Sorry, snowman - you are quite right in what you say. I read your comment literally minutes after fixing a Windows machine I have here for the kids. Had some pent-up frustration and wow did you give me a forum to vent :mrgreen:.

When I respond to friends and relatives who ask me 'what should I get' I tell them to get a solid box with Windows (or a Mac - depending on who it is). *I* certainly don't want to volunteer to support their Linux box. I'm out of the programming business these days; been away from the technical end for quite a while in fact.

Microsoft is a B I G company, and they act that way. But it's easy to get, easy to find someone who will help you (if you need it - most people don't) and within limits it's a good system (jury still out on Vista). And if you're a gamer, there's nothing better on pc hardware.

Again - didn't mean to come off so strong. I certainly wasn't jumping you. Sorry.


----------



## Snowman (Jan 2, 2007)

kansas_plainsman said:


> Sorry, snowman - you are quite right in what you say. I read your comment literally minutes after fixing a Windows machine I have here for the kids. Had some pent-up frustration and wow did you give me a forum to vent :mrgreen:.
> 
> When I respond to friends and relatives who ask me 'what should I get' I tell them to get a solid box with Windows (or a Mac - depending on who it is). *I* certainly don't want to volunteer to support their Linux box. I'm out of the programming business these days; been away from the technical end for quite a while in fact.
> 
> ...


No apology necessary, friend. I asked that question hoping to get an answer like the one you gave, and I enjoyed reading it. Linux is coming on strong these days, and I was curious to see how far out of the loop I am.

I actually do play games now and then, but my poor laptop won't handle some of the newer ones. Hence I justified buying a PS3 a few weeks ago when the price dropped. :mrgreen:

Looking at your profile, I see you have it right! Giving up computer programming for ranching! I can only hope an opportunity like that opens to me one of these days; I'm an engineer, myself. What I wouldn't give for about 40 acres and some time to spend on it...


----------



## john doe. (Aug 26, 2006)

OSX
Imac
I love it!


----------



## kansas_plainsman (May 9, 2006)

Snowman said:


> ..Looking at your profile, I see you have it right! Giving up computer programming for ranching! I can only hope an opportunity like that opens to me one of these days; I'm an engineer, myself. What I wouldn't give for about 40 acres and some time to spend on it...

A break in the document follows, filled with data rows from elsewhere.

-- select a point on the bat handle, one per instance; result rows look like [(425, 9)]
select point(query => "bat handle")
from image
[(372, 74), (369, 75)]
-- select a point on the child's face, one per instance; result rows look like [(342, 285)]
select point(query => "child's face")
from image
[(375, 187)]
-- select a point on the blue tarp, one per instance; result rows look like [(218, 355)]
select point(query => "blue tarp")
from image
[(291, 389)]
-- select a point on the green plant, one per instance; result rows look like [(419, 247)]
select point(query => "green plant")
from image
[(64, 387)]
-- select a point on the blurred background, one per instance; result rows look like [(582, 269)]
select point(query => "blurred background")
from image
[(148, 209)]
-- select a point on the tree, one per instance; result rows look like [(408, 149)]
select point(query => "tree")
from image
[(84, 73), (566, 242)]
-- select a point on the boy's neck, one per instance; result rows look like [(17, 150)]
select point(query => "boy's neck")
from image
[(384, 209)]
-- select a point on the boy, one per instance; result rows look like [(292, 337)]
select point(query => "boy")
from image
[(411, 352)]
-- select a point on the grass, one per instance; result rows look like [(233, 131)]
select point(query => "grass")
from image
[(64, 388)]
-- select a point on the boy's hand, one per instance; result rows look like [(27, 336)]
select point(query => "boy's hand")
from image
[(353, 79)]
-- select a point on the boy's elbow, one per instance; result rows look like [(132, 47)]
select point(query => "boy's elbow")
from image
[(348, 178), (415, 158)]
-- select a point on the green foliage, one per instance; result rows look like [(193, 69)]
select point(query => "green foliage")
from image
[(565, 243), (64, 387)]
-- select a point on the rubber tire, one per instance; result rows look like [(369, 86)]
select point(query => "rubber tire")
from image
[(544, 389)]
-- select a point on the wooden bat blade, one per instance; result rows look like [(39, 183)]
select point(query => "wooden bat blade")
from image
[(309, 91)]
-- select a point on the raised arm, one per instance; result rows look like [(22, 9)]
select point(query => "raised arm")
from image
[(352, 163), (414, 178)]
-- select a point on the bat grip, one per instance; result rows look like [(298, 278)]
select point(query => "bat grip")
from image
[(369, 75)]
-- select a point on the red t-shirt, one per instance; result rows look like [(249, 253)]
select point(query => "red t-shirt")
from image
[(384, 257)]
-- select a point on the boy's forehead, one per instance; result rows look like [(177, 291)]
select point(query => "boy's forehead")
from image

I passed through several other steps before the ranching - and it's not always "romantic" - mucking out stables in 100 degrees is a real treat. But you're right. The horses give me *far* less trouble in most ways. Of course, I never had to 'put down' a user either.


----------



## js (Jun 29, 2006)

Mac OSX on my G4 laptop

Windows XP on my desktop pc

I do most of my work on my G4... I basically just use my PC for gaming and ripping & burning dvds


----------



## P97 (May 8, 2006)

Have used Linux and like it, but due to the Software I use I have to use Windows. I haven't had good luck running a windows emulator out of Linux. A lot of software companies don't make software for Linux, and the ones that do, it is usually a lot higher than windows software.


----------



## rob61590 (Dec 21, 2006)

Windows xp pro.


----------



## ki4dmh (Sep 11, 2007)

I have used linux ubuntu 7.04 and enjoy it. I am currently using xp home.
Scott


----------



## funkypunk97 (Aug 2, 2007)

kansas_plainsman said:


> Interesting! I presume you mean you are running OS X on a standard intel pc? What did you have to do to accomplish the trick?

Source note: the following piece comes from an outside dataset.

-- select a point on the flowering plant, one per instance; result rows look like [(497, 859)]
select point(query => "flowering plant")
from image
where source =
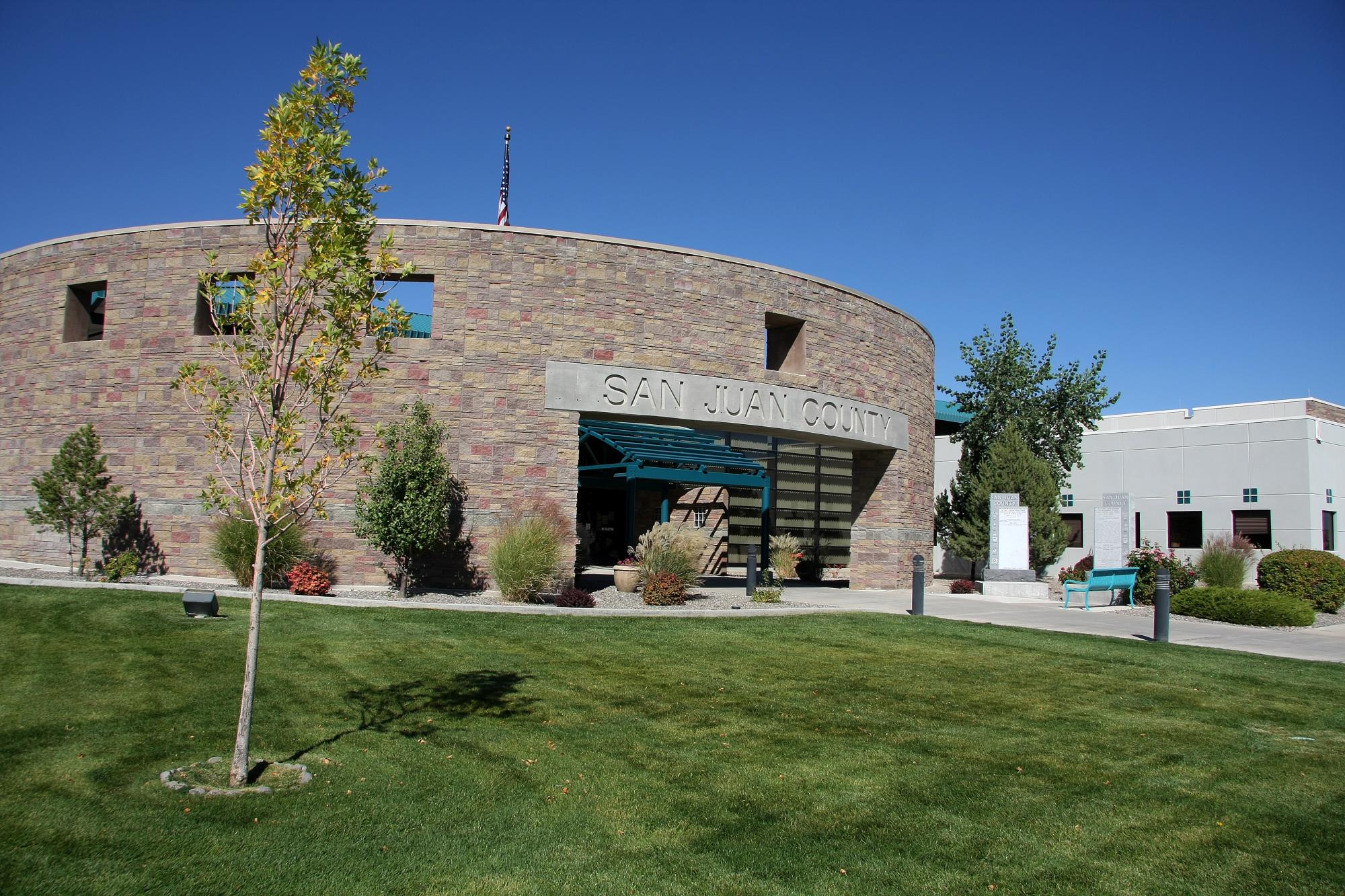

The new Macs are PCs. The hardware inside now is no different anymore.


----------



## funkypunk97 (Aug 2, 2007)

I generally run XP Pro, but I run dual boot on several PCs. My laptop is running Server 2003 and XP Pro, my desktop is running XP Home and Linux Fedora Core 5.

As much as I hate Windows, Linux has it's own problems too....


----------



## PanaDP (Jul 20, 2007)

Osx 10.4.10


----------



## kansas_plainsman (May 9, 2006)

I was under the impression that OS X was designed to look for specifics in the BIOS to assure that it was running on Apple hardware - then again, it could be the other way around - the Apple BIOS might be set up to prevent Windows from running on their hardware.

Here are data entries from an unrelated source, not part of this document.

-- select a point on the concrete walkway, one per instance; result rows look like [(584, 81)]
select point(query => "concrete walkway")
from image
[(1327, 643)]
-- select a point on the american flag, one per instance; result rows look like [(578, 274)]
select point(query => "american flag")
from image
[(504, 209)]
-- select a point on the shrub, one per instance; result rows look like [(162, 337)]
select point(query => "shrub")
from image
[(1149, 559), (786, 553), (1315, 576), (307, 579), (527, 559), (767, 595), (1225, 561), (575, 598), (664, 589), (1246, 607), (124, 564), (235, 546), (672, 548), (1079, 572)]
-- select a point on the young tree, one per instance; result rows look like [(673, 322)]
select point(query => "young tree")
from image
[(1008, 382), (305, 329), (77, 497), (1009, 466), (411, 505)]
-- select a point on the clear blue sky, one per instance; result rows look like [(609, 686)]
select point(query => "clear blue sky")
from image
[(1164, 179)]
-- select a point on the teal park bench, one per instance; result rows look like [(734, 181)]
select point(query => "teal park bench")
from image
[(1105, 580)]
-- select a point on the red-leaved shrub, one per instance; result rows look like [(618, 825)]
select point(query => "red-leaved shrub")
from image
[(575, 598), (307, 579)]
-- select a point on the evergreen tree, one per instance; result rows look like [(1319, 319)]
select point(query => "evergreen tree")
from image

Thanks for the clarification.


----------



## teknoid (Mar 12, 2007)

XP pro on work machine, XP home on wife's, and I use 2 laptops. 1 with Vista, and another with SuSe 10.0 (Linux). I chose that release after researching supported hardware. Everything worked great after the install, with no hacking. I was a programmer before being "outsourced", and used Linux/Unix as a platform for 7 years, so I'm used to it. Linux is much more user friendly than it was in the beginning.


----------